Le 21 novembre, le Parlement ukrainien a adopté un projet de loi qui modifiera les règles fiscales pour les exportations de céréales et pourrait introduire une réglementation sur les prix minimums à l'exportation, visant à minimiser l'évasion fiscale dans les exportations agricoles.
L'Union des commerçants ukrainiens (UGA) a déclaré jeudi que le projet du Parlement visant à modifier les règles du commerce des céréales était mal conçu et pourrait conduire à l'arrêt complet des principales exportations céréalières de l'Ukraine.
Le communiqué de l'UGA indique que les exportations de céréales de l'Ukraine pourraient s'arrêter complètement en raison de modifications mal réfléchies des réglementations parlementaires sur les exportations de céréales et d'oléagineux, ce qui entraînerait des réglementations contradictoires, notamment la législation fiscale. Certaines des nouvelles exigences ne peuvent pas être respectées, tandis que d’autres pourraient entraîner des pertes importantes pour les commerçants et les agriculteurs.

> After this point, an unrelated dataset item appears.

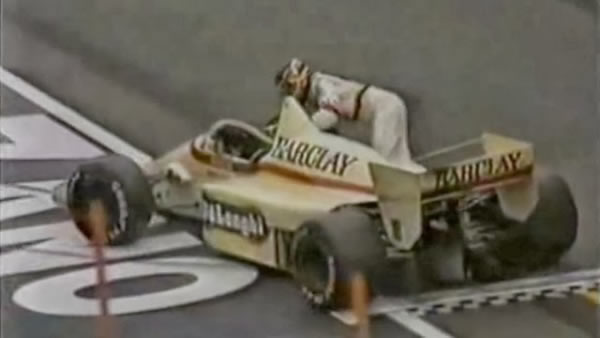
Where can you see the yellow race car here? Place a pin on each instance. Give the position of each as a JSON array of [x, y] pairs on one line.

Par exemple, la nouvelle réglementation exige que le prix minimum à l'exportation ne soit pas inférieur à la cotation moyenne sur les bourses internationales des 10 jours précédents. L'UGA estime que cette demande est inapplicable. Le prix minimum à l'exportation fixé dans le cadre de ce mécanisme dépassera le prix réel sur le marché mondial. L'UGA a déclaré que les prix ukrainiens suivent les prix mondiaux plutôt que de décider d'eux-mêmes.
Plus tôt ce mois-ci, l'Ukraine a introduit une réglementation exigeant l'enregistrement des entreprises d'exportation de produits alimentaires afin de prévenir l'évasion fiscale lors de l'exportation de principaux produits agricoles.
L'Ukraine est le premier producteur et exportateur mondial de céréales. Mais les autorités estiment que plus d’un tiers des exportations sont achetées au comptant, sans payer les taxes nécessaires.